Feature flags and canary, dark, and A/B releases

Alec Lazarescu May 18, 2014 Continuous Delivery No Comments

What are feature flags?

Feature flags are toggles in the code base that allow UI areas and/or backend functionality to be enabled or disabled via a configuration file or other configuration system. Users that have the feature disabled see no trace of it.

What can feature flags do for you?

Fast Feedback Loops

Fast feedback loops are one of the cornerstones for realizing Agile development benefits. Developers working independently on isolated versions or feature branches of the code base for too long run the risk of diverging paths substantially and having a large and risky merge effort surprise at the end.

Using feature flags developers can all work in the same branch and merge more routinely by ensuring they have their feature config disabled prior to check-ins until ready for testing. Merging once a day or even more often is not uncommon. This brings to the fore any file locations where multiple developers may have worked and makes the mechanics of the merge simpler as small changes and in recent memory to boot are easier to reconcile. Furthermore, it also keeps the developers aware of each other and may prompt useful conversations on code design in an area of joint interest. This is one of many practices that can take some getting used to, but doing it more often will rapidly build team alignment and understanding after the initial growing pains.

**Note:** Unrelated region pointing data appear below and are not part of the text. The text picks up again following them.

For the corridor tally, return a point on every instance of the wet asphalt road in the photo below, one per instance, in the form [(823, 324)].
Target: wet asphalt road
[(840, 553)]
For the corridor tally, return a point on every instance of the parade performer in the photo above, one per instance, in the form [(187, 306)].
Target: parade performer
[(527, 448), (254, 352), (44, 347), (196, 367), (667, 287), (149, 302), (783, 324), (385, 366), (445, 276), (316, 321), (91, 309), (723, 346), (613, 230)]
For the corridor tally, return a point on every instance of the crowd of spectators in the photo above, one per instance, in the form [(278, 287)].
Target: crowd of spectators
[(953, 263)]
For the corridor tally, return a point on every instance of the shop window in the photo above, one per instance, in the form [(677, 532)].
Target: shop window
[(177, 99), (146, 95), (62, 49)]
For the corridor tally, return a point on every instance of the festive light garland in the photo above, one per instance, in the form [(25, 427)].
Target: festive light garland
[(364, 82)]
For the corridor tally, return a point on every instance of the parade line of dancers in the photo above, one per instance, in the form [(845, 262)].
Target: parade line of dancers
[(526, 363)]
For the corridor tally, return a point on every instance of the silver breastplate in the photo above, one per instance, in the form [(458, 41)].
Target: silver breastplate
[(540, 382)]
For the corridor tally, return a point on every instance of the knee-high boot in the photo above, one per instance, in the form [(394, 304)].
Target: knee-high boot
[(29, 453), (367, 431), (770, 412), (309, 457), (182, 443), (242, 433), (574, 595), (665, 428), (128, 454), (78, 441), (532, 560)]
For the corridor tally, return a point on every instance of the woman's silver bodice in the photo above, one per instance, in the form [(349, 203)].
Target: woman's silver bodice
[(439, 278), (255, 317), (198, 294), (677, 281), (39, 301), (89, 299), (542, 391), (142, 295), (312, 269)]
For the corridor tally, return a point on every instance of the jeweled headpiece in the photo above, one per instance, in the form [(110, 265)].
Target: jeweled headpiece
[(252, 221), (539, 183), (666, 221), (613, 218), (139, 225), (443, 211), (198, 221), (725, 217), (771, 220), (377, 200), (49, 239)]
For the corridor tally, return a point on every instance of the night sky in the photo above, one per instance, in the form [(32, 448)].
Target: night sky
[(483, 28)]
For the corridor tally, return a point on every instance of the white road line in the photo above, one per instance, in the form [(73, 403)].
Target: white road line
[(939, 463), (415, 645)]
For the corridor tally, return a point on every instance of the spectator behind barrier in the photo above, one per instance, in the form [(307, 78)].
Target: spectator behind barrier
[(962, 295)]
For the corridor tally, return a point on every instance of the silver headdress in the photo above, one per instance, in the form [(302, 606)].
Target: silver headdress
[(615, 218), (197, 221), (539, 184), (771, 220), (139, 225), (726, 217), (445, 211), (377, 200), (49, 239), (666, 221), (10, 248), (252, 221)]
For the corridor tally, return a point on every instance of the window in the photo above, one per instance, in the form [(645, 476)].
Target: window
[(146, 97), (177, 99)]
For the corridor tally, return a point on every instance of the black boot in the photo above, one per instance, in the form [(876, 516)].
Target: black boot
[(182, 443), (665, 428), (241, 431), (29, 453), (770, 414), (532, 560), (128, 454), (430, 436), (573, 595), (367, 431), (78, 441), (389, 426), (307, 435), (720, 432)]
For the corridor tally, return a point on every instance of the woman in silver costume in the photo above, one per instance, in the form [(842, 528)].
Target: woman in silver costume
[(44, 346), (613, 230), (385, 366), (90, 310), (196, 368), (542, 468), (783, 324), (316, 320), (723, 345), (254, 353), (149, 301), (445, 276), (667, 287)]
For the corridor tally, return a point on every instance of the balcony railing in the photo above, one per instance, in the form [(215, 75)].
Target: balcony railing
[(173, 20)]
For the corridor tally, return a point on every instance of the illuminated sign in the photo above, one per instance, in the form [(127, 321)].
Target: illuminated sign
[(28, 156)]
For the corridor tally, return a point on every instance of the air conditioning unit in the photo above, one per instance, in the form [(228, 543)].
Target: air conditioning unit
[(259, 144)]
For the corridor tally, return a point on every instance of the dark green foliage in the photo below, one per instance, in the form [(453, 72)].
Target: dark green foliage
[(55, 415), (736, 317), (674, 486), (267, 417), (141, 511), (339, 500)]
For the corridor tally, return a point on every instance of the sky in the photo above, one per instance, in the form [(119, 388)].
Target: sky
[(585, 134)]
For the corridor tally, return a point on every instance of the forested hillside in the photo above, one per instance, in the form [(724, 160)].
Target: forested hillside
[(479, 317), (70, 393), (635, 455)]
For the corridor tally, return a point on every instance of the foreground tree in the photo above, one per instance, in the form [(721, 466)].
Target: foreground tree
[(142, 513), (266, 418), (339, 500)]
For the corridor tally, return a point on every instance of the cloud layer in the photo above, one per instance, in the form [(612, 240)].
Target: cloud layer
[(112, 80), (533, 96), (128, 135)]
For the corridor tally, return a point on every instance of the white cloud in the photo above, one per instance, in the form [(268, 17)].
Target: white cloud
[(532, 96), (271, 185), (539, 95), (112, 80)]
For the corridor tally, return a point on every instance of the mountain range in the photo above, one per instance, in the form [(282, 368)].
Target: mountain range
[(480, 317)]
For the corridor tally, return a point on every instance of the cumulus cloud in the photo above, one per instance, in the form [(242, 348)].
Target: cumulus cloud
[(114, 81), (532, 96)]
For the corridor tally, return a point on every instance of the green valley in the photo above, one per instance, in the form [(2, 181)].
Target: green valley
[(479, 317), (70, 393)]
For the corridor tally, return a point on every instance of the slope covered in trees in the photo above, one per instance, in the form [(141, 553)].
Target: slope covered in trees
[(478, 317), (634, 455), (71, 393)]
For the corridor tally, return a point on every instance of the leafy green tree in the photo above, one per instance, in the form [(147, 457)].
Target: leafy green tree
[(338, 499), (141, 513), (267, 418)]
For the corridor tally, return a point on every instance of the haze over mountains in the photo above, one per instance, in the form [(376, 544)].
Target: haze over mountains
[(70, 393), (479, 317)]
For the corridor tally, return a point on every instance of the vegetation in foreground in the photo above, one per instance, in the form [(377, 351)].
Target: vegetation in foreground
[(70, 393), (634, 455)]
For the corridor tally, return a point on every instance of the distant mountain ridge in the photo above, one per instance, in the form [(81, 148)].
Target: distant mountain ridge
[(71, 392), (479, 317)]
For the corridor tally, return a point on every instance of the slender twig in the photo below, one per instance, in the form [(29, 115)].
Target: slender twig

Experiments and A/B Testing

These have become popular especially in e-commerce, marketing, advertising, and some UX circles. Effective experiments require a good target metric and a historical record of its measurements. Your experiments will be attempting to influence this metric. A few examples:

sales $/time
ratio of shopping cart checkouts to abandon
advertising click rates/time
ratio of registrations to visitors

As with the scientific domain roots of experiments, a group of users is selected to partake in the test whether it’s a new code build, UI, or product offering having the feature flag for the experiment enabled and non-participating users are in the control group. Keep in mind strategies to minimize selection bias. Some types of changes may rate particularly well or poorly with power users so it’s best to be aware of the characteristics of your selected user samples and you may even want to consider separate experiments by user archetype to not conflate too many variables together.

During the course of the experiment the target metric can be compared to the control group to verify if any statistically relevant change has occurred.

If the change is promising it can be rolled out to the population of all users. If not it can be scrapped.

Canary Releases

Despite best intentions and even with a serious automated testing suite there’s always a chance a particular change may have corner case bugs, performance issues, or unintended consequences.

Given a strongly instrumented system it is beneficial to release initially to a very small subset of servers/users via enabling the feature flag for them and monitoring for any issues. For the full value it is imperative that there’s not only monitoring for error rates, CPU, and the like present but also metrics that correlate to normal usage thresholds such as posts/minute, checkouts/minute, registrations/minute. If for some reason your application is unusable yet silently errors out, noting the drop in traffic compared to typical activity will be what gives this away.

Dark Launch

Though around for a while, this style of release was publicized by Facebook. With this technique there’s no UI impact of the feature flag enabling, but behind the scenes additional work is being done generally to provide real world test data to a system. This could be querying a new data store or sending data through a new data channel for example.

Load tests and staged data are very important first steps, but for crucial changes having an additional intermediate step of a dark launch can help root out further scalability bottlenecks or unexpected behaviors in production.

What to test?

Testing every permutation of feature flags is unnecessary. It’s important to test at a minimum:

every flag enabled
every flag expected to be on for the release deployment enabled

I would add a further case that if you are running experiments where different combinations of flags are enabled to production users you can consider each of those a release deployment configuration of sorts and should give thoughts to testing each to ensure there’s no odd interaction of flag states.

Closing

Feature flags and having a rock solid configuration management system to apply them can enable all of these techniques that help get value to your users at a much faster rate.

These techniques have been around a few years at some of the internet technology leaders and startups so they are not new. Those are exciting and often very vocal places and that can skew the perception of how entrenched the techniques actually are. Scott Hanselman’s notion of the Dark Matter Developers comes to mind.

Nonetheless, with even SAP arriving at continuous delivery it’s time for all companies to take notice.